The current government, unfortunately, has abandoned all these gains. It sees environmental issues as a “globalist plot” and has halted proper implementation and enforcement of our MPAs. The world needs to wake up to this as well as to the destruction of the Amazon. I celebrated World Oceans Day by continuing to raise hell for policymakers. I want my grandson to be able to enjoy a healthy, living ocean as part of his generation’s well-being and natural heritage.
Palmela, Portugal
Andre Amaro, 50, artist
My art studio looks over Lisbon to the north and the mighty sandbanks of Troia to the south. I collect ocean plastics and make clothing, interiors and art pieces. My artwork is about the profound choice we as humanity make for comfortable living, with no regard to the Earth we live on.

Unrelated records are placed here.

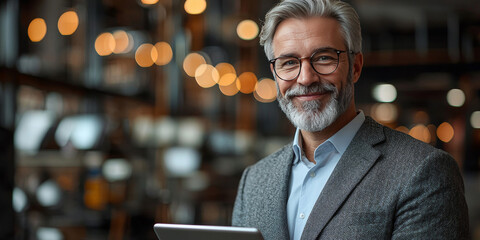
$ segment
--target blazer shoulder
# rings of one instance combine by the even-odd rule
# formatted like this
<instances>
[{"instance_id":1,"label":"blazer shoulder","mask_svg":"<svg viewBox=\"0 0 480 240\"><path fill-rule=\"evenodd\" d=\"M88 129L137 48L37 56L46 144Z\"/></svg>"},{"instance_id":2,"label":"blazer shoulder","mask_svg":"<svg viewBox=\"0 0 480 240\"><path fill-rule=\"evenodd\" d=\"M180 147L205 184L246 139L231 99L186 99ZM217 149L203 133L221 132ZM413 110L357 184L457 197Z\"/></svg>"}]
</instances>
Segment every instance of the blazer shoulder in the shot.
<instances>
[{"instance_id":1,"label":"blazer shoulder","mask_svg":"<svg viewBox=\"0 0 480 240\"><path fill-rule=\"evenodd\" d=\"M391 129L389 127L383 126L383 131L385 133L386 141L390 142L391 146L396 146L399 150L404 150L405 152L414 152L417 154L425 153L430 154L432 152L441 151L428 143L420 141L406 133Z\"/></svg>"},{"instance_id":2,"label":"blazer shoulder","mask_svg":"<svg viewBox=\"0 0 480 240\"><path fill-rule=\"evenodd\" d=\"M383 141L374 146L374 148L380 150L384 160L393 160L397 163L403 162L405 166L409 167L414 167L427 159L442 158L447 162L455 162L453 157L444 150L415 139L403 132L383 126L375 121L373 122L375 128L381 129L383 132Z\"/></svg>"}]
</instances>

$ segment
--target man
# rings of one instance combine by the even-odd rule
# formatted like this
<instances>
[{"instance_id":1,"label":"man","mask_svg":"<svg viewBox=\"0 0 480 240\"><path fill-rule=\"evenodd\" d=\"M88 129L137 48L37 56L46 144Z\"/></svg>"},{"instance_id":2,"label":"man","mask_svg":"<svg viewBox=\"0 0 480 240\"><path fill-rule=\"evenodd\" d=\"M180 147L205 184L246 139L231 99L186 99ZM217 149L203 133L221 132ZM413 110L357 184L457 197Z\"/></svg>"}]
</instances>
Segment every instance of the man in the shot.
<instances>
[{"instance_id":1,"label":"man","mask_svg":"<svg viewBox=\"0 0 480 240\"><path fill-rule=\"evenodd\" d=\"M355 10L285 0L260 43L293 143L248 167L232 223L265 239L464 239L468 213L456 162L357 111L363 66Z\"/></svg>"}]
</instances>

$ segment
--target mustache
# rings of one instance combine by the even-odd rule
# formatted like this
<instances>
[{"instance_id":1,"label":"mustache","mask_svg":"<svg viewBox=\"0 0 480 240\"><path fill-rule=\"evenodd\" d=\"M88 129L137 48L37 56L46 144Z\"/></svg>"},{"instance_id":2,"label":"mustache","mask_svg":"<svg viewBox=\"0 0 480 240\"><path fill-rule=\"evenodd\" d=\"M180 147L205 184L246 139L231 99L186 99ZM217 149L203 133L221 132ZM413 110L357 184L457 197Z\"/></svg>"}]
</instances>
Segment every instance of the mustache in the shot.
<instances>
[{"instance_id":1,"label":"mustache","mask_svg":"<svg viewBox=\"0 0 480 240\"><path fill-rule=\"evenodd\" d=\"M297 84L285 92L285 98L292 99L293 97L298 95L305 95L310 93L324 94L328 92L336 93L337 88L333 84L320 82L312 83L309 86Z\"/></svg>"}]
</instances>

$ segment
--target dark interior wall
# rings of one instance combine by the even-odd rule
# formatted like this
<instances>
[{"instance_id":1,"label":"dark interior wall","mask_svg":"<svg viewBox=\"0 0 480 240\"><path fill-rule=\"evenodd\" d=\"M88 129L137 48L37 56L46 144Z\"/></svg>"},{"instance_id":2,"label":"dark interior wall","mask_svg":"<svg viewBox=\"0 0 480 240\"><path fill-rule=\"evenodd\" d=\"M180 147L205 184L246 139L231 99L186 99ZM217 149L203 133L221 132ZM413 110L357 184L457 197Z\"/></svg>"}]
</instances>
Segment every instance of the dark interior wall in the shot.
<instances>
[{"instance_id":1,"label":"dark interior wall","mask_svg":"<svg viewBox=\"0 0 480 240\"><path fill-rule=\"evenodd\" d=\"M0 239L13 239L13 133L0 127Z\"/></svg>"}]
</instances>

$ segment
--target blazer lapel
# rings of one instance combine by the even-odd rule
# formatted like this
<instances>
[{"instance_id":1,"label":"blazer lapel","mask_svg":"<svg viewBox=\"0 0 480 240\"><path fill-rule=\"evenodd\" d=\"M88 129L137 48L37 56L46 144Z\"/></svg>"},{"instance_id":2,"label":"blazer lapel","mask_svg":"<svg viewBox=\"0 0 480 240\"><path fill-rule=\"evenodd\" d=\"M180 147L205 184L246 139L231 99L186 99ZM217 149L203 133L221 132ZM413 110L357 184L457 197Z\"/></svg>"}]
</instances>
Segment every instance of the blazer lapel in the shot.
<instances>
[{"instance_id":1,"label":"blazer lapel","mask_svg":"<svg viewBox=\"0 0 480 240\"><path fill-rule=\"evenodd\" d=\"M269 196L267 197L269 202L263 205L263 207L265 207L264 212L270 216L265 217L264 219L267 220L267 222L263 222L262 224L265 225L267 229L274 226L274 229L268 233L269 237L266 237L266 239L289 239L287 200L293 158L292 143L290 143L287 144L274 159L275 164L272 165L271 172L276 174L268 175L268 179L263 182L263 184L265 184L264 194Z\"/></svg>"},{"instance_id":2,"label":"blazer lapel","mask_svg":"<svg viewBox=\"0 0 480 240\"><path fill-rule=\"evenodd\" d=\"M367 117L318 197L301 239L316 239L350 192L374 165L380 152L374 145L384 141L382 126Z\"/></svg>"}]
</instances>

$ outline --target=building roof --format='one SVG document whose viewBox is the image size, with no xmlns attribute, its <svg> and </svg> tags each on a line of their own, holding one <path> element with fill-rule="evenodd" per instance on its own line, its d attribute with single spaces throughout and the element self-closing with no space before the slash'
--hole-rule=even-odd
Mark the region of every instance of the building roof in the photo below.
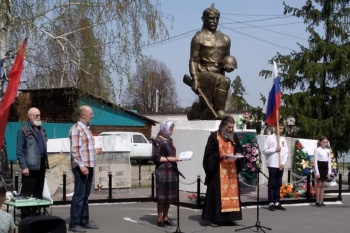
<svg viewBox="0 0 350 233">
<path fill-rule="evenodd" d="M 141 119 L 143 119 L 143 120 L 145 120 L 145 121 L 148 121 L 148 122 L 150 122 L 152 125 L 156 125 L 157 123 L 159 123 L 159 122 L 157 122 L 157 121 L 155 121 L 155 120 L 153 120 L 153 119 L 151 119 L 151 118 L 145 117 L 145 116 L 143 116 L 143 115 L 141 115 L 141 114 L 139 114 L 139 113 L 137 113 L 137 112 L 135 112 L 135 111 L 132 111 L 132 110 L 130 110 L 130 109 L 123 108 L 123 107 L 121 107 L 121 106 L 119 106 L 119 105 L 117 105 L 117 104 L 114 104 L 114 103 L 112 103 L 112 102 L 106 101 L 106 100 L 104 100 L 104 99 L 102 99 L 102 98 L 100 98 L 100 97 L 97 97 L 97 96 L 92 95 L 92 94 L 90 94 L 90 93 L 84 92 L 84 91 L 82 91 L 82 90 L 80 90 L 80 89 L 78 89 L 78 88 L 76 88 L 76 87 L 41 88 L 41 89 L 20 89 L 19 91 L 20 91 L 20 92 L 23 92 L 23 93 L 26 93 L 26 92 L 27 92 L 27 93 L 42 93 L 42 94 L 45 94 L 45 93 L 48 93 L 48 92 L 50 92 L 50 93 L 60 93 L 60 94 L 62 94 L 62 93 L 64 93 L 64 91 L 70 91 L 71 93 L 74 93 L 74 94 L 76 94 L 76 95 L 77 95 L 78 93 L 80 93 L 80 94 L 86 95 L 86 96 L 88 96 L 88 97 L 90 97 L 90 98 L 92 98 L 92 99 L 94 99 L 94 100 L 100 102 L 101 104 L 105 104 L 105 105 L 107 105 L 107 106 L 110 106 L 110 107 L 113 107 L 113 108 L 117 108 L 117 109 L 119 109 L 119 110 L 121 110 L 121 111 L 123 111 L 123 112 L 126 112 L 126 113 L 130 114 L 130 115 L 133 115 L 133 116 L 136 116 L 136 117 L 138 117 L 138 118 L 141 118 Z"/>
</svg>

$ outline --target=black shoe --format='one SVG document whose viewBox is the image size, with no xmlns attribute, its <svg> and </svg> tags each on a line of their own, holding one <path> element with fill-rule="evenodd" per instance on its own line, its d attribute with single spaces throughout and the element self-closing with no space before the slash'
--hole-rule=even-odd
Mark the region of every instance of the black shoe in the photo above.
<svg viewBox="0 0 350 233">
<path fill-rule="evenodd" d="M 83 225 L 80 225 L 84 229 L 98 229 L 98 226 L 95 223 L 87 222 Z"/>
<path fill-rule="evenodd" d="M 321 207 L 321 202 L 316 202 L 316 203 L 315 203 L 315 206 L 316 206 L 316 207 Z"/>
<path fill-rule="evenodd" d="M 237 224 L 233 221 L 226 221 L 226 222 L 223 222 L 222 224 L 220 224 L 222 226 L 237 226 Z"/>
<path fill-rule="evenodd" d="M 275 211 L 275 205 L 269 205 L 268 210 L 270 210 L 270 211 Z"/>
<path fill-rule="evenodd" d="M 172 227 L 173 227 L 173 226 L 176 226 L 176 224 L 173 223 L 172 221 L 170 221 L 170 219 L 164 220 L 163 223 L 164 223 L 165 225 L 167 225 L 167 226 L 172 226 Z"/>
<path fill-rule="evenodd" d="M 323 203 L 323 202 L 321 202 L 320 205 L 321 205 L 322 207 L 326 207 L 326 204 Z"/>
<path fill-rule="evenodd" d="M 71 232 L 86 232 L 86 230 L 84 230 L 83 228 L 81 228 L 80 226 L 72 226 L 68 228 L 68 231 Z"/>
<path fill-rule="evenodd" d="M 275 209 L 286 211 L 286 208 L 284 208 L 281 204 L 275 205 Z"/>
<path fill-rule="evenodd" d="M 211 222 L 210 222 L 210 226 L 212 226 L 212 227 L 218 227 L 218 226 L 219 226 L 219 223 L 216 222 L 216 221 L 211 221 Z"/>
<path fill-rule="evenodd" d="M 166 227 L 165 223 L 163 221 L 157 222 L 158 227 Z"/>
</svg>

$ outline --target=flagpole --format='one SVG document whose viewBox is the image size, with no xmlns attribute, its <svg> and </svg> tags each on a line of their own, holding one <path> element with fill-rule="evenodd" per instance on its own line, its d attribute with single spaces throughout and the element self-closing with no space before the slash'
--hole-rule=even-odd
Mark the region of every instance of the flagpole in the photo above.
<svg viewBox="0 0 350 233">
<path fill-rule="evenodd" d="M 277 140 L 277 147 L 280 147 L 280 122 L 279 122 L 279 109 L 276 109 L 276 140 Z M 281 150 L 278 151 L 278 166 L 281 167 Z"/>
</svg>

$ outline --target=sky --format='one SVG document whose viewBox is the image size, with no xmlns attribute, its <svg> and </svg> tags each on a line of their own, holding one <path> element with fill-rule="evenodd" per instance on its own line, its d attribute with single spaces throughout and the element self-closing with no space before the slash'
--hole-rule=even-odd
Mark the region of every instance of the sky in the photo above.
<svg viewBox="0 0 350 233">
<path fill-rule="evenodd" d="M 300 8 L 306 0 L 284 0 Z M 231 82 L 240 76 L 253 107 L 263 107 L 260 93 L 265 97 L 272 78 L 259 76 L 261 70 L 272 70 L 268 61 L 279 52 L 288 55 L 307 45 L 308 34 L 302 18 L 283 15 L 283 0 L 159 0 L 161 11 L 173 17 L 169 25 L 169 40 L 143 48 L 143 53 L 165 63 L 175 82 L 181 107 L 191 106 L 197 96 L 182 82 L 189 74 L 190 42 L 202 27 L 203 10 L 212 3 L 220 11 L 218 30 L 231 38 L 231 55 L 238 69 L 226 73 Z M 171 27 L 170 27 L 171 25 Z"/>
</svg>

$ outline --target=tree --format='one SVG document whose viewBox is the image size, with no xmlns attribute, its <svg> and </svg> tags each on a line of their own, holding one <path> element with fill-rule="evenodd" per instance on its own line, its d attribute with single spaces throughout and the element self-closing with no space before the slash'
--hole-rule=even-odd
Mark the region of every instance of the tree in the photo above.
<svg viewBox="0 0 350 233">
<path fill-rule="evenodd" d="M 142 45 L 168 35 L 154 2 L 0 0 L 0 59 L 7 61 L 27 37 L 22 81 L 35 88 L 78 86 L 108 99 L 115 77 L 120 85 L 129 78 Z"/>
<path fill-rule="evenodd" d="M 285 14 L 303 18 L 309 46 L 273 58 L 282 70 L 282 115 L 295 119 L 291 136 L 326 135 L 336 154 L 350 149 L 349 1 L 307 0 L 302 8 L 285 5 Z M 272 61 L 270 61 L 272 62 Z M 271 72 L 262 71 L 262 76 Z"/>
<path fill-rule="evenodd" d="M 124 93 L 124 104 L 143 112 L 171 112 L 178 108 L 175 81 L 164 63 L 145 58 L 137 67 Z"/>
<path fill-rule="evenodd" d="M 142 45 L 168 36 L 164 18 L 151 0 L 0 0 L 0 98 L 27 37 L 22 88 L 74 86 L 114 101 L 115 77 L 122 86 Z"/>
<path fill-rule="evenodd" d="M 234 110 L 249 110 L 251 106 L 247 103 L 247 101 L 244 99 L 243 95 L 245 95 L 245 87 L 243 86 L 242 79 L 240 76 L 237 76 L 232 84 L 231 87 L 233 89 L 232 95 L 229 95 L 228 103 L 227 103 L 227 110 L 234 111 Z"/>
</svg>

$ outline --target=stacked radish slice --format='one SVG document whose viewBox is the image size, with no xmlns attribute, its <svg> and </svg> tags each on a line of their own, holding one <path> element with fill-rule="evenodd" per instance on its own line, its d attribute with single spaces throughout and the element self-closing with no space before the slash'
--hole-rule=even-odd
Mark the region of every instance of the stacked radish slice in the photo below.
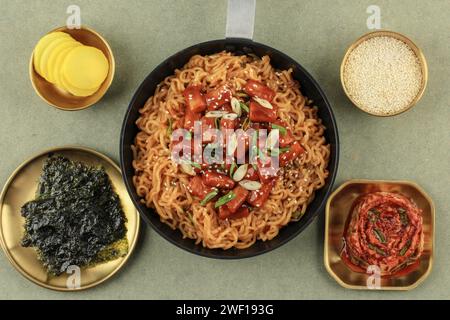
<svg viewBox="0 0 450 320">
<path fill-rule="evenodd" d="M 78 97 L 97 92 L 109 71 L 108 59 L 101 50 L 85 46 L 59 31 L 39 40 L 33 64 L 45 80 Z"/>
</svg>

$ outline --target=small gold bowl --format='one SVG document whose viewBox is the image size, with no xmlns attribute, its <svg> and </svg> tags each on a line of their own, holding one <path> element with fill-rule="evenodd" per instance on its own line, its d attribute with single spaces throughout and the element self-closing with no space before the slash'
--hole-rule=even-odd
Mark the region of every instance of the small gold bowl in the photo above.
<svg viewBox="0 0 450 320">
<path fill-rule="evenodd" d="M 30 79 L 31 83 L 33 84 L 33 88 L 38 96 L 42 98 L 42 100 L 55 108 L 67 111 L 76 111 L 88 108 L 97 103 L 105 95 L 106 91 L 108 91 L 108 88 L 113 81 L 115 72 L 115 60 L 111 47 L 101 35 L 86 26 L 82 26 L 80 29 L 60 27 L 50 31 L 49 33 L 54 31 L 66 32 L 82 44 L 92 46 L 101 50 L 105 54 L 109 62 L 108 75 L 100 88 L 93 95 L 88 97 L 76 97 L 69 92 L 57 88 L 55 85 L 42 78 L 36 72 L 33 64 L 33 50 L 29 65 Z"/>
<path fill-rule="evenodd" d="M 36 250 L 21 245 L 25 219 L 20 210 L 26 202 L 35 198 L 42 166 L 50 154 L 60 154 L 94 167 L 103 167 L 120 198 L 123 212 L 127 218 L 128 253 L 124 257 L 106 263 L 82 268 L 78 287 L 68 286 L 71 277 L 69 272 L 59 276 L 49 275 L 42 261 L 38 259 Z M 120 168 L 113 160 L 95 150 L 81 146 L 63 146 L 35 154 L 14 170 L 0 192 L 0 248 L 3 249 L 5 256 L 20 274 L 44 288 L 72 292 L 97 286 L 119 272 L 136 247 L 140 218 L 128 195 Z"/>
<path fill-rule="evenodd" d="M 417 93 L 416 97 L 411 101 L 411 103 L 404 109 L 401 109 L 395 113 L 389 113 L 389 114 L 380 114 L 380 113 L 374 113 L 374 112 L 370 112 L 366 109 L 364 109 L 361 105 L 359 105 L 349 94 L 347 87 L 345 85 L 345 80 L 344 80 L 344 69 L 345 69 L 345 65 L 347 63 L 348 57 L 350 56 L 350 53 L 358 46 L 360 45 L 362 42 L 370 39 L 370 38 L 374 38 L 374 37 L 391 37 L 397 40 L 400 40 L 404 43 L 406 43 L 411 50 L 415 53 L 415 55 L 417 56 L 417 58 L 419 59 L 419 63 L 420 63 L 420 68 L 422 71 L 422 83 L 420 86 L 420 90 Z M 350 101 L 360 110 L 364 111 L 365 113 L 371 114 L 373 116 L 378 116 L 378 117 L 390 117 L 390 116 L 395 116 L 398 115 L 400 113 L 406 112 L 409 109 L 411 109 L 419 100 L 420 98 L 422 98 L 424 92 L 425 92 L 425 88 L 427 87 L 427 82 L 428 82 L 428 66 L 427 66 L 427 61 L 425 59 L 425 56 L 422 52 L 422 50 L 420 50 L 420 48 L 408 37 L 394 32 L 394 31 L 387 31 L 387 30 L 378 30 L 378 31 L 372 31 L 369 33 L 364 34 L 363 36 L 359 37 L 346 51 L 344 58 L 342 59 L 342 63 L 341 63 L 341 84 L 342 84 L 342 88 L 344 89 L 345 94 L 347 95 L 347 97 L 350 99 Z"/>
<path fill-rule="evenodd" d="M 370 192 L 401 193 L 413 199 L 422 209 L 424 244 L 418 265 L 404 273 L 381 277 L 379 290 L 410 290 L 416 288 L 430 274 L 434 248 L 433 200 L 416 183 L 410 181 L 349 180 L 328 198 L 325 208 L 324 264 L 328 273 L 344 288 L 368 290 L 370 274 L 355 272 L 341 258 L 343 235 L 353 202 Z"/>
</svg>

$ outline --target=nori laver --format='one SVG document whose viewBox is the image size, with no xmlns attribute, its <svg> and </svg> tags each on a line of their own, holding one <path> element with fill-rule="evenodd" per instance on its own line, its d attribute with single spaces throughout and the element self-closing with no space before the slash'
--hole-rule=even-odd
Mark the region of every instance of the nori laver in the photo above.
<svg viewBox="0 0 450 320">
<path fill-rule="evenodd" d="M 34 247 L 48 273 L 89 267 L 128 252 L 126 217 L 102 167 L 61 155 L 46 159 L 36 199 L 22 206 L 22 246 Z"/>
</svg>

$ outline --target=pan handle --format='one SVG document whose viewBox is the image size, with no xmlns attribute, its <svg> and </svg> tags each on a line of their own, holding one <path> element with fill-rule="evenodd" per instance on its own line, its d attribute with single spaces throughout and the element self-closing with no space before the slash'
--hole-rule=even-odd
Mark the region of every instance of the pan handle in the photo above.
<svg viewBox="0 0 450 320">
<path fill-rule="evenodd" d="M 253 39 L 256 0 L 228 0 L 226 38 Z"/>
</svg>

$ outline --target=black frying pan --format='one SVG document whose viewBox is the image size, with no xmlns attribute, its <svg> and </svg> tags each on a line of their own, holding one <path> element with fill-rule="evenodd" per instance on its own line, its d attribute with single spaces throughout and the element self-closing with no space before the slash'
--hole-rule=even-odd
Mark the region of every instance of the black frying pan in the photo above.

I collect the waste in Troia, and on the amazing beaches on the peninsula just south of Lisbon – their beauty is astonishing. On World Oceans Day I worked on a new art piece made from ocean plastics.
Zanzibar, Tanzania
Asma Hamad, 34, assistant biology lecturer at the State University of Zanzibar
The major concern here is mangrove degradation – mangroves are targeted by local people for production of charcoal and firewood. Many people think of the consumptive value of mangrove, they are forgetting that there would be no fish or crabs without them. Mangroves protect us from strong waves, storms and erosion. We are vulnerable to the rise in sea level – the impact is already evident in many places of the island.
To me the ocean is an identity, you cannot talk about islanders’ life without touching on the role of the ocean. I volunteer with Zanzibar Volunteers for Environmental Conservation and we cleaned Uzi beach on Monday to mark World Oceans Day.
Newfoundland, Canada
Gerard Neil, 49, social enterprise manager
Our activism focuses on synthetic fishing rope used in industry. There are 75,000 people employed in fisheries in Canada and almost all use synthetic plastic rope, which breaks down to micro-particles and is the greatest pollutant in local waters. We advocate a return to natural fibre rope to greatly reduce ocean micro-plastics and to limit modern fishing methods and the weight that monster trawlers can pull (natural rope would break at those weights), promoting sustainable practices.
We hand tie and sell “wits” (rope formed into a circle, used to hold oars to boat thole-pins or to form the entrance to lobster pots), using the money to direct attention to our cause. On World Oceans Day we once again made an effort to focus attention to this cause.